Tuesday, June 23, 2009

Elantris, A Review (Spoiler Free!)

After finishing the Mistborn trilogy, I had to have more Brandon Sanderson. And since I had a 40% off coupon for Borders, I went and bought up Elantris. This book was hailed by everyone and their brother, claiming it to be one of the best works of fantasy in a very long time. Needless to say, I was expecting great things, and Sanderson did not let me down.

Elantris has three POV characters: Daoden, the beloved prince of Arelon; Hrathen, a high ranking Derethi priest of a foreign religion; and Sarene, a headstrong princess of Teod. Elantris was the city of gods. It was beautiful, white and shiny, enormous. Normal people would wake up to find that they had been blessed and then they would go to Elantris, where their skin would shine, their hair would be white, and their powers would be limitless. Then, ten years ago, something happened, and the city of gods died, its once beautiful people becoming ugly, hairless savages. The city was closed off, the people scorned and restricted inside its walls. And the blessing would still come, only this time rendering its victims as corpses instead of gods. The people of Arelon then cast the victims into the dead city, never to see them again.

Perhaps the most entertaining aspect of the novel is the extensive religious system. Arelon and Teod are the last countries to resist the Derethi religion, instead staying true to their Korathi doctrine. Hrathen has been sent to convert Arelon in three months, and if he fails, the warrior Derethi religion will slaughter the nation. Not wanting the guilt on his mind, Hrathen piously tries to change the country, but he meets opposition from an unsuspecting source.

Finally, Princess Sarene is engaged to be married to Prince Raoden, their unity forming a treaty between Arelon and Teod. The two have never met. Sarene leaves her country a few days early to surprise Raoden, to get in some alone time before their wedding. However, when she arrives in Arelon, she finds that the prince is "dead." Headstrong and curious, she sets out to find the truth behind Raoden's disappearance.

Brandon Sanderson is a masterful storyteller. He knows his story and where he's going with it, even when the reader does not. He will bring things together and leave no unanswered questions. By the end of the novel, I was breathless. The way he brings things together is completely believable. The conclusion was perfect.

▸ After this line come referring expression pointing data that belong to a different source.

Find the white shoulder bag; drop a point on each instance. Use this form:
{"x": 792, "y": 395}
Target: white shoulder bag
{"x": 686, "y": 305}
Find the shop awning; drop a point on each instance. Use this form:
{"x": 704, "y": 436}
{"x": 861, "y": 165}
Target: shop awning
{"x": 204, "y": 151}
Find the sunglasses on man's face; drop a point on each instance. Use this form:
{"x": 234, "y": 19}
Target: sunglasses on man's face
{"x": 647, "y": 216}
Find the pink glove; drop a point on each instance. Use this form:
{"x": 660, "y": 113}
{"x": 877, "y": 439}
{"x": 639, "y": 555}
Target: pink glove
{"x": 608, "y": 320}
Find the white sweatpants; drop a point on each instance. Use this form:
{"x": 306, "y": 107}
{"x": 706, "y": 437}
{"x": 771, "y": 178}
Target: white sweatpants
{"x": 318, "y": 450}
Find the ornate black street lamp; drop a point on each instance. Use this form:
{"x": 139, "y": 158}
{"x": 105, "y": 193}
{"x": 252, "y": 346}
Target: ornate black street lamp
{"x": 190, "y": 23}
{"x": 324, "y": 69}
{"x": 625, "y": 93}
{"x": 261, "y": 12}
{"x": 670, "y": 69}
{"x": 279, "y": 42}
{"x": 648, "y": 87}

So, would I recommend Elantris to you? Absolutely. Not only is it an excellent novel from a great storyteller, it is a single, stand-alone work in the fantasy genre. That means that you don't have to wait for the sequels to come out. Unfortunately, it also means that there won't be any sequels... If you want to be entertained, thrilled, appalled, and intrigued, then I recommend this book to you. Although I enjoyed Mistborn more, this book was exceptionally well rounded, balancing story with word usage.


Krista said...

I enjoyed Mistborn a little more, too, but you have to remember this was his First novel and a master piece at that! Great summary, by the way - Have you thought of becoming a book reviewer!

Brandon said...

Logan, loved the review. Definitely makes me want to pick up Mistborn, since you think its his best.

logankstewart said...

@Krista: Indeed, an excellent first novel. And I've always wanted to be a professional critic, of books, music, and occasionally films.

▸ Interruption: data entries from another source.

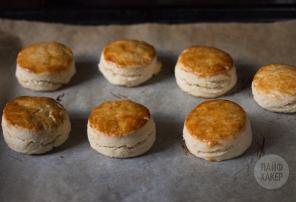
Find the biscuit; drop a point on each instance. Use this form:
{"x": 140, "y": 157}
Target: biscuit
{"x": 45, "y": 66}
{"x": 217, "y": 130}
{"x": 274, "y": 88}
{"x": 34, "y": 125}
{"x": 205, "y": 72}
{"x": 121, "y": 129}
{"x": 129, "y": 62}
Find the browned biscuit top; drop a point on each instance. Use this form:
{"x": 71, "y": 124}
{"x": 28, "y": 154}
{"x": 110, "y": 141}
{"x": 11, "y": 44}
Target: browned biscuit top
{"x": 205, "y": 61}
{"x": 118, "y": 117}
{"x": 215, "y": 120}
{"x": 129, "y": 53}
{"x": 34, "y": 113}
{"x": 276, "y": 78}
{"x": 50, "y": 57}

@Brandon: Thanks for the comment, Brandon. You won't regret reading Mistborn.

Poison said...

Did you ever do a review for a Song of Ice and Fire? or J.V. Jones' Sword of Shadows?

logankstewart said...

Poison, I've not reviewed ASOIAF, but I've read and loved them all. I'll probably review A Dance With Dragons whenever that comes out, but I'm not looking for anytime soon.

Never heard of Sword of Shadows. Any good?

Poison said...

Oooh...Sword of Shadows is quite gritty. George R R Martin is a better writer than JV Jones, but she can definitely dish out a gritty tale of swords and guts and warring clans and mountain cities and whatever. You should read it - it's amazing.